Tuesday, March 14, 2006

A whole new world of jargon

As part of the Writing for Interactive module at my MA Screenwriting course, I'm learning a shelf-load of new jargon. Here's two things I know now that I didn't know a week ago:

Instancing - apparently this happen in online gaming to alleviate the problems that would arise by having players around the world all attempting the same task at the same time. When a player enters a certain environment [say, a building] for a specific mission, they are effectively teleported into a virtual pocket universe where they play out the game that occurs within that environment. Once they're done, they leave the environment and return to the shared online game environment.

MMORPG - this stands for Massive Multiplayer Online Role-Playing Game, where thousands of players can interact in a huge, online world. Big business in Korea, apparently.

To call that the tip of the iceberg is understating the case a tad.

But here's a strange thing: there are more people employed creating computer games in Britain than there are people working in the British film and television industries com bined. Yet how many of those people in computer games are writers? How many agencies are there for computer game scribes? What courses are there specifically aimed at finding and nurturing future games scribes?

The answer to all of those questions seems to be - bugger all. The lack of a good agency that specialises in writers for computer games seems like a huge hole in the marketplace.

If anybody knows of any such agencies, post a reply in the comments section, ideally with an URL for the relevant website. Let's share some information, people!

1 comment:

Anonymous said...

I know of a *bad* agency, but no good ones.

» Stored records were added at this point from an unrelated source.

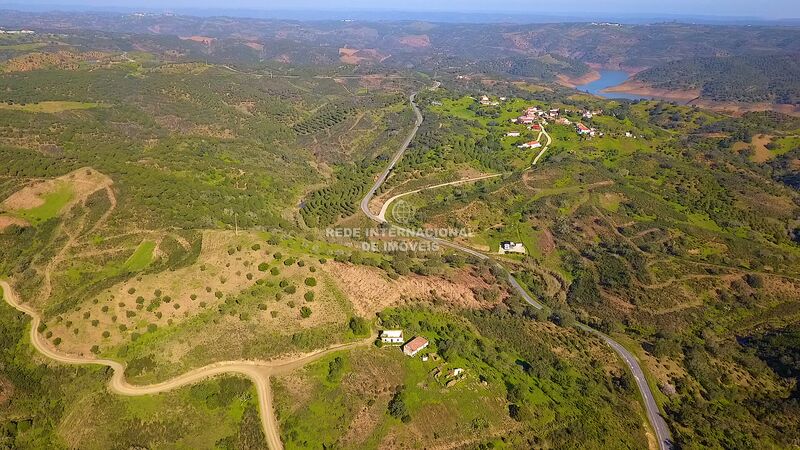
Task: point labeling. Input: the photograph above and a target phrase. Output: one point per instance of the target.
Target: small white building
(393, 337)
(511, 247)
(414, 346)
(531, 144)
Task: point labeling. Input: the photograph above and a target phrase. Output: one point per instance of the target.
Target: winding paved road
(657, 422)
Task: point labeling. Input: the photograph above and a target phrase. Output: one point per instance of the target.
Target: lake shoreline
(574, 82)
(634, 87)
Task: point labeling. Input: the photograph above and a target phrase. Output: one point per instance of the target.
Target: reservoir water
(609, 78)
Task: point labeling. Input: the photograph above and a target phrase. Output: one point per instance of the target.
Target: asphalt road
(657, 422)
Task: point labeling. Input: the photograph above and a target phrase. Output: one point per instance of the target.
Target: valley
(248, 233)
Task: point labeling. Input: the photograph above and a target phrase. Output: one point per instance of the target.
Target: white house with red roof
(414, 346)
(531, 144)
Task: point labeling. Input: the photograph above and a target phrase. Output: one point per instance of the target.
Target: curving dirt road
(257, 371)
(385, 206)
(657, 422)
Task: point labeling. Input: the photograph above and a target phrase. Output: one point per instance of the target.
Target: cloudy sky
(772, 9)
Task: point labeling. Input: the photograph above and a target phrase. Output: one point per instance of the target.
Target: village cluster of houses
(535, 118)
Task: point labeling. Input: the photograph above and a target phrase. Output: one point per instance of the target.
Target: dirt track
(257, 371)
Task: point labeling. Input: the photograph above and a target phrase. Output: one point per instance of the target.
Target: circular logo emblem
(402, 212)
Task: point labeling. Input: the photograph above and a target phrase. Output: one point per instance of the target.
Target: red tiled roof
(415, 344)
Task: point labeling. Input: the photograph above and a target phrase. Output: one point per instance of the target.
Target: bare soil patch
(215, 276)
(416, 40)
(370, 290)
(83, 181)
(547, 244)
(358, 56)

I'm not surprised that the computer games industry employs more than TV and film here. There are some writers around in it. I think I've worked on around a dozen games in the last five years. The money can be very good, but there's an incredible amount of wastage -- almost as many stalled projects as in the film business.

Also a great variant in producer expectations. I've worked for producers who pay Writers Guild scale, and for others who have a barely contained horror of the concept that this is a job that Jeff the Tea Boy couldn't do for them for a fraction of the price.